By Bonnie Rosenstock
For the 10 best formative years of her life, ages 10 to 20, dancer/choreographer Rachael Kosch called the Westbeth Center for the Arts her home and inspiration.
With its labyrinthine hallways, cavernous stairwells and spacious basement, Westbeth provided a world of imagination for kids.
“I thought it was fun,” Kosch recalled. “Because of the physical layout, we were allowed to run in the halls. My parents knew we weren’t out of the building and thought it was safer, so they allowed me to use these inside areas as playing space — although I don’t think the running and screaming was appreciated by all the tenants,” she said.
Westbeth was brand new at that time — Kosch lived there from 1970 to 1980 — and very isolated. The cement ring in the inner courtyard and the cement raised circles of the outer courtyard served as natural platforms for her staged dance/theater “happenings,” and other games.

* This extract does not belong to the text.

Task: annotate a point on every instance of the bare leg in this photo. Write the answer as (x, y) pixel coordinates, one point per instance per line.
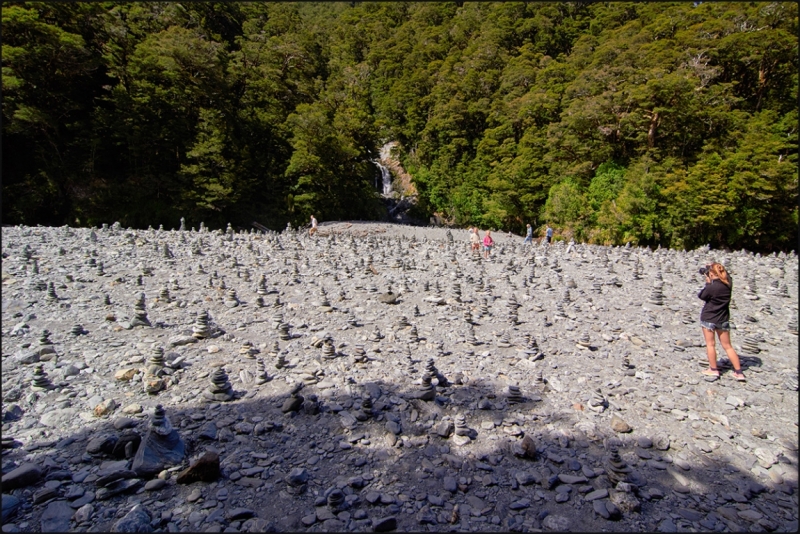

“We wouldn’t have had so much fun if I still lived on the Upper West Side and had to go to the park with a babysitter,” Kosch said.
It was at Westbeth that she had her first taste of dance training, with two of the complex’s residents, Gurta Zimmerman and Sally Gross, in their apartments/studios, and at the Merce Cunningham Studio on an upper floor. Coming full circle 30 years later, Kosch, who now lives in Tribeca with her composer/musician husband, Michael Kosch, is returning to Westbeth — where her painter mother still lives — as a children’s creative dance teacher. Her goal, as she stated it, is “to return to the rejuvenated neighborhood to introduce the youngest generation of West Villagers to the art of dance, and Westbeth is the perfect place.”
Kosch will be teaching a weekly class for 3-to-5-year-olds every Thursday from 10 a.m. to 10:45 a.m., from Sept. 9, 2010, to May 26, 2011, in Westbeth’s Community Room, 463 West St., between Bank and Bethune Sts. Thurs., Sept. 2, is an open house with a free introductory class and refreshments. The price for the course is $780; a half semester is $380.
She admitted that teaching this age range will “keep me on my toes” because there are developmental differences.
“I will be encouraging to the little ones while making sure the older ones aren’t bored with too much coddling of the little ones,” she said. “If the class grows to a certain number, then I can split it up. But even some 3-year-olds can try first position.”
Class will consist of the basics of classical ballet, some jumping and locomotor movements, complemented with scarves, streamers, rudimentary Chinese ribbon technique (which she learned from a 6-year-old), animal figurines to emulate animal movements, pine cones to create delicate ballet hands, musicality — “and all kinds of imagery that modern dancers are familiar with,” she said. Michael will provide live accompaniment. On the last day of class there will be a performance with costume elements.
Kosch has been teaching dance to children since 1986 when she graduated from Columbia College in Chicago with a degree in choreography and teaching. Since returning to New York, she has been training at and teaching dance to 6-year-olds at Diana Byer’s Ballet School New York, 30 E. 31st St., and at the Martha Graham School of Contemporary Dance, 316 E. 63rd St.
Kosch rehearses her dance-based children’s show, “The Festival of the Vegetables,” in the Nancy Meehan Studio in Westbeth. She is the choreographer and costume designer, and her husband wrote the music and poetry. The production, coming up to its fifth year at the Metropolitan Playhouse, 220 E. Fourth St., is scheduled for three weekends, from Feb. 5 to 21, 2011. The show is inspired by “The Carnival of the Animals” by French composer Camille Saint-Saens, for which Ogden Nash wrote the humorous verses; but instead of animal characters, Kosch uses vegetables.
For the creative dance class, parents will be able to peek in through a curtain.
“With a 3-year-old there are separation problems, not only on the part of the child,” Kosch acknowledged. “Hopefully, they won’t be too noisy on the other side,” she added, smiling.